Understanding Semantic Versioning (SemVer) and Its Workflow
Semantic Versioning (SemVer) is a structured software versioning scheme that uses a three-part major.minor.patch format to clearly convey the impact of changes, guiding developers through initial development, stable releases, subsequent updates, and special pre‑release or build metadata versions.
Semantic Versioning (SemVer) is a versioning scheme that conveys the meaning of changes using a three-part version number: major.minor.patch.
Major : incremented for incompatible API changes.
Minor : incremented for backward‑compatible feature additions.
Patch : incremented for backward‑compatible bug fixes.
The article illustrates a typical workflow, starting from an initial development phase (0.1.0) with incremental changes (0.1.1, 0.2.0, …), reaching the first stable release 1.0.0, and then showing subsequent patches, minor updates, and major releases up to 2.0.0.
Initial Development Phase
Version 0.1.0 is created, followed by incremental changes and bug fixes such as 0.1.1, 0.2.0, 0.2.1, 0.3.0.
First Stable Release
The stable version 1.0.0 is released.
Subsequent Changes
Patch releases 1.0.1, 1.0.2, 1.0.3; minor release 1.1.0 adding a backward‑compatible feature; further minor releases 1.2.0 with additional features and patches 1.2.1, 1.2.2; a major release 2.0.0 introducing incompatible changes.
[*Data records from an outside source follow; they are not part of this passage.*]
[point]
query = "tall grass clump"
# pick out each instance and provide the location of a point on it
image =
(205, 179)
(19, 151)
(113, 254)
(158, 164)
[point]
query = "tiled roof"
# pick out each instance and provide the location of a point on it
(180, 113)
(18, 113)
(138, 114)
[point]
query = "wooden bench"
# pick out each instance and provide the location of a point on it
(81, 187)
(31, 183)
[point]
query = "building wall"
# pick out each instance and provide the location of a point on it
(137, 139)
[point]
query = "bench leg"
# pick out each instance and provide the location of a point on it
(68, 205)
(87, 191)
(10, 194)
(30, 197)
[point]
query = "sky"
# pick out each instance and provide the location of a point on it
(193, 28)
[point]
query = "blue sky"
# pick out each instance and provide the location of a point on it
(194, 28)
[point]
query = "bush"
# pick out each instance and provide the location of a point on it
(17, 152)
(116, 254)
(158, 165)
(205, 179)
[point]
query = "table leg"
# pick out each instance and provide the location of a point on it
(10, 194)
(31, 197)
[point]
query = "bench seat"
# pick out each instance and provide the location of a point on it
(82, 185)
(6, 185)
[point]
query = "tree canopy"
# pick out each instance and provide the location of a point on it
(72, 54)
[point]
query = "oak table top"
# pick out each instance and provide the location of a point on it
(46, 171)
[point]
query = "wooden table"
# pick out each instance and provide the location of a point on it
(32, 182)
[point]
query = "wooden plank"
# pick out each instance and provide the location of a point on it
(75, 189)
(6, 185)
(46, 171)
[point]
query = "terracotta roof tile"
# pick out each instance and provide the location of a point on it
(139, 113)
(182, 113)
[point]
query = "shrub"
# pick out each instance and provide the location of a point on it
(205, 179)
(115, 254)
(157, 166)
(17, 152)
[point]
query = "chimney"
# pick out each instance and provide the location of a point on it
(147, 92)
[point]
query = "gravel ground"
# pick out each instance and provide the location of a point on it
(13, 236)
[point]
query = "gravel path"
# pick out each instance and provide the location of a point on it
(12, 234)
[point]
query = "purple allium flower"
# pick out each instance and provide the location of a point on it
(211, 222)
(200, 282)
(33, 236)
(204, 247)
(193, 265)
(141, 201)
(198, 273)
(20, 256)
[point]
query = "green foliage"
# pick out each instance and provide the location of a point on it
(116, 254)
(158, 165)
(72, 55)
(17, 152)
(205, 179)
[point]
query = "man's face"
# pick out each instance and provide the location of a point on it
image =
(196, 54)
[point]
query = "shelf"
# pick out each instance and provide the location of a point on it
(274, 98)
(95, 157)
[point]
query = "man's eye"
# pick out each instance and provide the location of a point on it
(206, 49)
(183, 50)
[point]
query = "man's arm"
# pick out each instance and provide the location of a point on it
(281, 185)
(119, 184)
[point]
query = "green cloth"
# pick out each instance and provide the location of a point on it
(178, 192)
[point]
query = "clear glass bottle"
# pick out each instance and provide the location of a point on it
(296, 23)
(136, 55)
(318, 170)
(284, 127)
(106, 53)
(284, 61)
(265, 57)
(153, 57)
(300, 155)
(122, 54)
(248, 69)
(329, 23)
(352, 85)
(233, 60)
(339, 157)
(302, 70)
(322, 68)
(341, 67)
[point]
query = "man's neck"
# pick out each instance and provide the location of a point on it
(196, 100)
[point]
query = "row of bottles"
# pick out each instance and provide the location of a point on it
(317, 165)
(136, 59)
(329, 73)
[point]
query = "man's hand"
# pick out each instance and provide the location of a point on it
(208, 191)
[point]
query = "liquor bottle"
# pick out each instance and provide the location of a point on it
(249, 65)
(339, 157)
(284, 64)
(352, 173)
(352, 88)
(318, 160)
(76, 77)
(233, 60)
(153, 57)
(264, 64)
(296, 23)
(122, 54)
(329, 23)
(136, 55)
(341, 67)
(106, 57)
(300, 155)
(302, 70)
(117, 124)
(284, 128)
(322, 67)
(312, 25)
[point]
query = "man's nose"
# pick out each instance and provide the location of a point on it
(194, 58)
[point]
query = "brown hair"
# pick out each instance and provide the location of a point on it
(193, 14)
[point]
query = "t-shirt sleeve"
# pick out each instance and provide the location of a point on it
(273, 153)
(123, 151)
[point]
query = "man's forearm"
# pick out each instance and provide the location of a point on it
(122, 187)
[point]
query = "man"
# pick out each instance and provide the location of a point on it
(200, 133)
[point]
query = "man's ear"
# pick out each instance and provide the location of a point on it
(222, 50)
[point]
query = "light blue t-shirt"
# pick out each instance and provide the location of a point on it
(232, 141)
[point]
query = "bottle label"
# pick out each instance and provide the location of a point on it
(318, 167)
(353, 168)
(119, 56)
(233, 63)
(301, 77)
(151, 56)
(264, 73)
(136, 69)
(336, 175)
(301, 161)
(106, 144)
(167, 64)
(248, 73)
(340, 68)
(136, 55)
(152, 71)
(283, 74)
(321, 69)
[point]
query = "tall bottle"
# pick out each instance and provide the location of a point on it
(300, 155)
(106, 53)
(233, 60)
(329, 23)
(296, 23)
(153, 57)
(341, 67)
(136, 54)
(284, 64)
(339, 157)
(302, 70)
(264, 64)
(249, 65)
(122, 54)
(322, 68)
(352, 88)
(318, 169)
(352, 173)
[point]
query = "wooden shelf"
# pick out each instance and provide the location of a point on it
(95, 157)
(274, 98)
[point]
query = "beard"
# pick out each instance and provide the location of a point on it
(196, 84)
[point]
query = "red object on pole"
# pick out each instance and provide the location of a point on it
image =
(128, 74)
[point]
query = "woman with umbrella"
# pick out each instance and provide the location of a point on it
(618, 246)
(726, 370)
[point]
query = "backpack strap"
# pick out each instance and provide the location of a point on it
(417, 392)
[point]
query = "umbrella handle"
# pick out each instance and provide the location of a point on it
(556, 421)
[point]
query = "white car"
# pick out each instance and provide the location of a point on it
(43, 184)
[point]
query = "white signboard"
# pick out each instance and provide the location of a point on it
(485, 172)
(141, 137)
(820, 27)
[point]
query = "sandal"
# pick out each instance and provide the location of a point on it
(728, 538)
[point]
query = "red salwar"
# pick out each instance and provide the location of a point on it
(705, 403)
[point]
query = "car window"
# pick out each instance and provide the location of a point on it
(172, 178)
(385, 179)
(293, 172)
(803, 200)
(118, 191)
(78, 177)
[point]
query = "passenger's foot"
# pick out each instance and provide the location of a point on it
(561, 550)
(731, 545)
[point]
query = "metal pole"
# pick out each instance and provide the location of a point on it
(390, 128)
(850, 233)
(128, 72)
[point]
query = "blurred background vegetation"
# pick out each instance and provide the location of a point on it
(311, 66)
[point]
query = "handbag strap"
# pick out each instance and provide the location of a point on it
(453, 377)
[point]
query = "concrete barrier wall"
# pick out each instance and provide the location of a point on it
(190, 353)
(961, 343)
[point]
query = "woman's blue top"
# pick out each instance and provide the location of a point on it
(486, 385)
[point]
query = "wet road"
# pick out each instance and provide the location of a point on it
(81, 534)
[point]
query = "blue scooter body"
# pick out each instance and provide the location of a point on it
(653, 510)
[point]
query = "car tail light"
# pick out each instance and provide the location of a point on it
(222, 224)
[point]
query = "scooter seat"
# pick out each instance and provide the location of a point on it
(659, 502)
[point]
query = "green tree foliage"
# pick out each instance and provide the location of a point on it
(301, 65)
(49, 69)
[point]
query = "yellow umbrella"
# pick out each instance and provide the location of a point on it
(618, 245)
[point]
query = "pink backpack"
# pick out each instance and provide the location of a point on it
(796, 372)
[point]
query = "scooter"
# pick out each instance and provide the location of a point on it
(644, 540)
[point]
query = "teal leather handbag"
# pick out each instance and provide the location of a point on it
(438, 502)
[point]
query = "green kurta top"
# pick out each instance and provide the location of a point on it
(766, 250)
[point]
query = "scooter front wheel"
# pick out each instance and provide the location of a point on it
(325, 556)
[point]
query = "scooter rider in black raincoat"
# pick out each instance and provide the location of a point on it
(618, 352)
Special and Pre‑Release Versions
Pre‑release identifiers are appended with hyphens (e.g., 1.0.0-alpha , 1.0.0-beta , 1.0.0-rc.1 ). Build metadata is added with a plus sign (e.g., 1.0.0+20130313144700 ).
By following SemVer, developers can manage dependencies and communicate change impact clearly, ensuring predictable and stable software evolution.